Anche consigli e spiegazioni dati a chi, comunque, si trova nel vortice doloroso della separazione sono condivisibili, dettati non solo da competenza ma certamente dall’osservazione di molti casi. Particolarmente apprezzabile il capitolo sulla scuola, nel quale è evidenziata l’importanza che la figura dell’insegnante (purtroppo quasi sempre poco preparato su questi temi) può rivestire per aiutare i figli dei separati.
Diogo Mainardi,
La caduta. I ricordi di un padre in 424 passi,
Einaudi, Torino 2013,
pp.155, € 18,00
Assolutamente indefinibile, sconcertante eppure affascinante, questo libro – che un nostro socio ha donato all’Istituto – racconta la nascita di Tito, bambino venuto al mondo con una paralisi cerebrale a causa di un errore medico. Ce ne parla suo padre, scrittore e giornalista brasiliano, attraverso una girandola frenetica e spezzettata di brevissimi paragrafi, 424. Quella cifra non è casuale, ma è il numero di passi che lentamente, giorno dopo giorno qualcuno in più, Tito è riuscito a compiere prima di cadere. 424 frammenti apparentemente slegatissimi, che a un primo approccio possono lasciare perplessi e risultare persino irritanti: vanno da Pietro Lombardo (progettò la Scuola Grande di San Marco, a Venezia, dove fu collocato l’ospedale della città e dove è nato Tito) a Napoleone, da Tintoretto a Le Corbusier a Christy Brown (autore della famosa autobiografia Il mio piede sinistro) a Freud, Neil Young, Proust e Ezra Pound, Leopardi e David Cameron… Tutti questi flash (o poco più) sono legati da un filo che conduce inevitabilmente a Tito, il figlio amato. Ai molti libri che hanno scavato nel rapporto fra un padre e un figlio disabile, questo si affianca con grande dignità (non vi è ombra di pietà, patetismo o commiserazione), con incredibile entusiasmo, persino con umorismo. Ma soprattutto con incrollabile, totalizzante amore: “Sono il padre di Tito. Esisto solo perché esiste Tito”.
Eveline Crone,
Nella testa degli adolescenti,
URRA, Milano 2012,
pp.166, € 13,00
L’occhio degli psicologi e degli educatori è sempre più attento al mondo degli adolescenti. E’ bene che sia così, perché la adolescenza è l’età, come già sosteneva Erick Erickson nel 1969, nella quale il ragazzo acquista quella consapevolezza di sé che lo stesso Erickson – e molti altri dopo di lui – definì “senso di identità”. Un passaggio non facile, che comporta la perdita di molte sicurezze, il confronto con realtà (e richieste) del tutto nuove e suscita inevitabilmente ansia. Un passaggio che può – può, sia chiaro – comportare forme di dissociazione le quali potrebbero, se non risolte, tradursi in età adulta in qualcosa di più grave: nevrosi, comportamenti ossessivi-compulsivi e persino psicosi come la schizofrenia.

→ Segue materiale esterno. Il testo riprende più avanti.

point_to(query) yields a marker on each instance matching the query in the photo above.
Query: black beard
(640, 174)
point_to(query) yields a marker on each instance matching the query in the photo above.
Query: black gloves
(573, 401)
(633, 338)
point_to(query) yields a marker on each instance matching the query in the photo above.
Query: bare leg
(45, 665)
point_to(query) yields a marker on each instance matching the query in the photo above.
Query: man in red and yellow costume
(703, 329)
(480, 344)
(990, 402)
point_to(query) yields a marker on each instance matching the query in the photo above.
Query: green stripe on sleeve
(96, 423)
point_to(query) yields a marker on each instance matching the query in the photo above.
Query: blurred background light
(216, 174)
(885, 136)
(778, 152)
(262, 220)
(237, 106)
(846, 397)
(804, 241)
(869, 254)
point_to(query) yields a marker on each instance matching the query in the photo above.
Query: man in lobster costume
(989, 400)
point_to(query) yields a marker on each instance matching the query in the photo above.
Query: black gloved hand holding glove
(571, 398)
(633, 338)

Eveline Crone, docente di Psicologia dello sviluppo nelle università di Leida e Amsterdam, affronta il tema dell’adolescenza in un’ottica specifica, quella delle neuroscienze, secondo le quali molti comportamenti nell’età puberale sono dovuti ad una riorganizzazione del cervello, una ristrutturazione totale che avviene fra i 13 e i 20 anni. La educational neuroscience costituisce la frontiera più recente degli studi sullo sviluppo umano e nel suo ambito la ricerca sul cervello ha un posto privilegiato. Può sembrare un argomento poco accessibile, ma Crone scrive in modo chiaro e accessibile, il che fa di questo libro un utile e interessante aggiornamento per genitori, psicologi, insegnanti.